Production Technology of Lily (Lilium)

Botanical Description of Lily (Lilium)

Common name – Lilium
Botanical name – Lillium Candidum
Local name – Lily
Family – Liliaceae
Chromosome no. – 2n = 24
Origin – Europe, North America, and Asia

Lily Cultivation (Agri Study Hub)

Introduction of Lily (Lilium)

The lily (Lilium) is one of the important members of the family Liliaceae. Lilies are among the top 10 flowers of the world traded for high-value flowers with attractive colors, excellent vase life, and in some cases with exhilarating fragrance. Lilies are native to the Northern Hemisphere. They are widely used in the floral industry as cut flowers and potted plants. The Lilium are classified into three important groups like Asiatic hybrids, LA, and Oriental hybrids marketed nearly year-round as highly remunerative cut flowers. Quality flowers and bulbs can be produced both in hills. and Northern plains conditions, however, quality bulb production is possible in hills.

Climate and soil Requirement for Lily (Lilium)

Climate Requirement for Lily Cultivation

Lilium needs partial shade (40-50% ) during the growing season and can be grown successfully under protected conditions. In the areas that experience cool climates during the growing period, quality flowers can be grown under shade net house/polyhouse conditions. The climatic conditions of the low, mid, and high hilly areas are suitable for growing lilies to supply the flowers round the year in the market. In the plains favorable climatic conditions prevail only during the winter season, to produce quality flowers.

Lilies need 2,000-3,000 foot candles of light for quality flower production. In low light conditions such as photoperiod, less than 12 to 14 hr an 8 hr night interruption prevents the bud drop. A good rooting system is important for obtaining a higher yield of good-quality flowers and bulbs. The optimum day and night temperature for obtaining higher yield and quality of Lilium is 20-25°C and 8-12°C during day and night, respectively. Optimum humidity inside the greenhouse must be around 60-70%.

Soil Requirement for Llily Cultivation

Lilium can be grown in a wide range of soils, provided the structure and drainage of the soil are good. However, the best flowers are produced when plants are grown in sandy loam soil.
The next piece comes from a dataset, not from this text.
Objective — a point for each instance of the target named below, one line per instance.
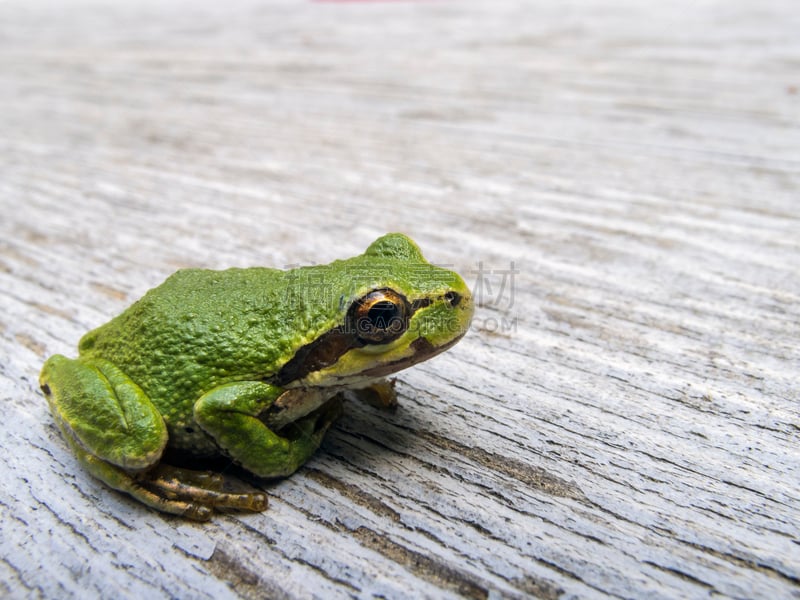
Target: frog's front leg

Heavy clay soil, with poor drainage, restricts the growth of plants and bulbs due to poor root development and promotes disease incidence due to excessive soil moisture. However, heavy soils can be made cultivable by mixing a thick layer of sand along with well-rotten manure. To improve the structure of the soil, decomposed farmyard manure (FYM) @ 5-8 kg/ m² is incorporated in the soil. Soil having a pH range between 5.5 and 6.5 is suitable for cultivation. Lilium needs weed-free well prepared sandy soil for both flower and bulb production. Soil sterilization should be done with 2% formaldehyde or methane sodium @25/ acre at least one month prior to bulb planting. About 30 40 cm deep soil is dug out from the beds and the bottom soil is drenched with formaldehyde solution quickly and the trench is filled and leveled with the removed soil. The bed is then quickly covered with polyethylene sheets for at least 15 days, after the sterilization process the polyethylene sheets are removed and the soil is dug again and irrigated thoroughly before planting.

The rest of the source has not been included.